# Power door locks not working



## Ruckle (Aug 26, 2017)

Hello everyone. New member here. 

I have a friend with a 1993 base Maxima with digital touch entry system that is having power door lock issues. As it is now, the lock/unlock function does not work from the driver side armrest main switch or either front door keypad. This problem had been intermittent within the last year but is now permanent. There appears to be power to the keypads since they light up and beep when buttons are pressed. We can hear some sort of muffled click coming from behind the instrument cluster when pressing "lock" or "unlock" at the armrest switch. Thinking this sound may be coming from the door lock timer? The lock knob switches also seem to be working as we can hear the same sound in the dash when a lock knob is pushed down (locked). The trunk unlock button does operate normally from the armrest switch but not from the keypad.

It seems like everything has power but the signal is not getting to the door lock actuators. I have a wiring diagram but most of it is Greek to me and there doesn't appear to be a dedicated fuse for the door locks as shown in the diagram, so I am unsure it is for this car. In the years prior to this, closing the driver door too hard caused the doors to lock. Not sure if this is related in any way but thought it should be mentioned.
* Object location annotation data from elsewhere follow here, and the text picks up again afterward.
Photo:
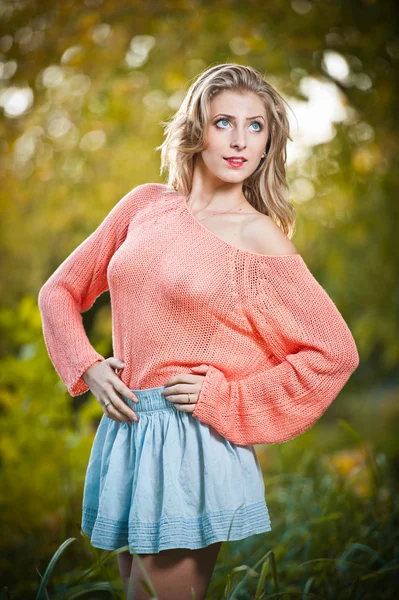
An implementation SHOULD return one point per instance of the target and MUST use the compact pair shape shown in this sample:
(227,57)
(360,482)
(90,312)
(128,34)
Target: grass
(334,537)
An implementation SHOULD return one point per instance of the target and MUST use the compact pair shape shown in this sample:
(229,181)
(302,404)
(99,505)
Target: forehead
(236,103)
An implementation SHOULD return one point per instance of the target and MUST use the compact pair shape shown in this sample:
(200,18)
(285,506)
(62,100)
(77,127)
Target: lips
(235,159)
(235,163)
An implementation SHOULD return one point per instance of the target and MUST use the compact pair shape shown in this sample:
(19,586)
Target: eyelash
(224,119)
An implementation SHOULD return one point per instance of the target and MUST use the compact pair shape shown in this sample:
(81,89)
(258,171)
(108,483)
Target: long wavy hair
(185,136)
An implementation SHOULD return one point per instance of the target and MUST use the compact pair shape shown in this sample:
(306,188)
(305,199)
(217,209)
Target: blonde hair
(185,136)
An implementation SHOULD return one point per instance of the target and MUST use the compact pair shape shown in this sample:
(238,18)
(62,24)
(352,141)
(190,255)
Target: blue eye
(226,121)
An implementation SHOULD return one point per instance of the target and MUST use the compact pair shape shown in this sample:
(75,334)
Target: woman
(222,338)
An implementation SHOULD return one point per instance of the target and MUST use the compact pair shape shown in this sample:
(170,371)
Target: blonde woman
(222,339)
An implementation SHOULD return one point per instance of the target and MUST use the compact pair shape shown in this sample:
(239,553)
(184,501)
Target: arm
(74,287)
(297,320)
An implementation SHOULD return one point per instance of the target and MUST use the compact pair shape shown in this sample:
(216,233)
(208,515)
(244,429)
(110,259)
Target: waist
(150,400)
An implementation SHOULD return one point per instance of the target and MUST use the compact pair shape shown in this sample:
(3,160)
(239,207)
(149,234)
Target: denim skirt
(169,481)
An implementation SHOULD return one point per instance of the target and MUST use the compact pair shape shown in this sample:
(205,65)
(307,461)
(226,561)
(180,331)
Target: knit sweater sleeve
(73,288)
(314,351)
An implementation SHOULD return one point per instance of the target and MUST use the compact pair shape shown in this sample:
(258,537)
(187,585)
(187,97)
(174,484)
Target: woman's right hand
(104,385)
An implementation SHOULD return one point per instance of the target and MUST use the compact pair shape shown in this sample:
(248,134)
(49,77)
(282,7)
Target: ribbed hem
(176,532)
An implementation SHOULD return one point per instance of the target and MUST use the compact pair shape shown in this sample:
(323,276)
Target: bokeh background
(84,87)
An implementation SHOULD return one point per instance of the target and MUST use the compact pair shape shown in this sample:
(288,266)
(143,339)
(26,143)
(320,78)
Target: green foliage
(117,70)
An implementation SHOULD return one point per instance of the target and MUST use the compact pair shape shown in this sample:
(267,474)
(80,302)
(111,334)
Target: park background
(84,87)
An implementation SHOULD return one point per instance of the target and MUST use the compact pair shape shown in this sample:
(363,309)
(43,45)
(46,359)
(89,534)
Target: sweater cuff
(79,386)
(206,408)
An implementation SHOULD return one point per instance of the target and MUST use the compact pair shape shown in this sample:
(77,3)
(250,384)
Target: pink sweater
(278,348)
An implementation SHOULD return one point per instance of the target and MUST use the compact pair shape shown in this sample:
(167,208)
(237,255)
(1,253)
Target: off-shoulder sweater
(278,349)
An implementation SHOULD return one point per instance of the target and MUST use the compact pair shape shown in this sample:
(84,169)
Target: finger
(182,378)
(117,415)
(186,407)
(122,406)
(111,413)
(181,398)
(179,393)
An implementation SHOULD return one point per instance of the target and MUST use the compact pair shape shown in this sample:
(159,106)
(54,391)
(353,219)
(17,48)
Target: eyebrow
(233,117)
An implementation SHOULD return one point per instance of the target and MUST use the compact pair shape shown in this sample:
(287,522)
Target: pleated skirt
(169,481)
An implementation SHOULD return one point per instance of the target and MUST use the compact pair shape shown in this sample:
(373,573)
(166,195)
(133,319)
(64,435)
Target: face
(237,127)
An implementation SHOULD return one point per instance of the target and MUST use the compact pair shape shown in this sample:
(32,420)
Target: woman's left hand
(178,387)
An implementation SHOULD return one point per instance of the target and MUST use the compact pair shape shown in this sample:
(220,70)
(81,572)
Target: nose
(238,140)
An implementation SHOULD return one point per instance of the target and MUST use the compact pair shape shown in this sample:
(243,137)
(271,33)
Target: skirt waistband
(150,400)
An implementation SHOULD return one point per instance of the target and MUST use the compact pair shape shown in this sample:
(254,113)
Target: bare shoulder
(267,237)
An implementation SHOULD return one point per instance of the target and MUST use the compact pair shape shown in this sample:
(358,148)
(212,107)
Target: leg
(174,573)
(125,560)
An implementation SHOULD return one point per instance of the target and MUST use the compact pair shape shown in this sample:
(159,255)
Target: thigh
(125,567)
(175,573)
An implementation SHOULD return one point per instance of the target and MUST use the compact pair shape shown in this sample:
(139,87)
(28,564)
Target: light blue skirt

I cannot tell from the wiring diagram if there is a central connection or device that the inputs from both keypads and and the main switch must go through to power the lock actuators. I have no technical explanation of how the system works to know where to look for the problem. Was hoping perhaps there was a body ground that might be at fault but do not know where that would be. It's an Iowa car so it has some rust issues but this is the first electrical problem of this type. Everything else; windows, mirrors, sunroof, lights, cruise, etc. work as they always have. For now, we are locking the doors manually and having to use the key to unlock and she is really missing the keypad entry feature. Appreciate any help or advice. Thanks.


----------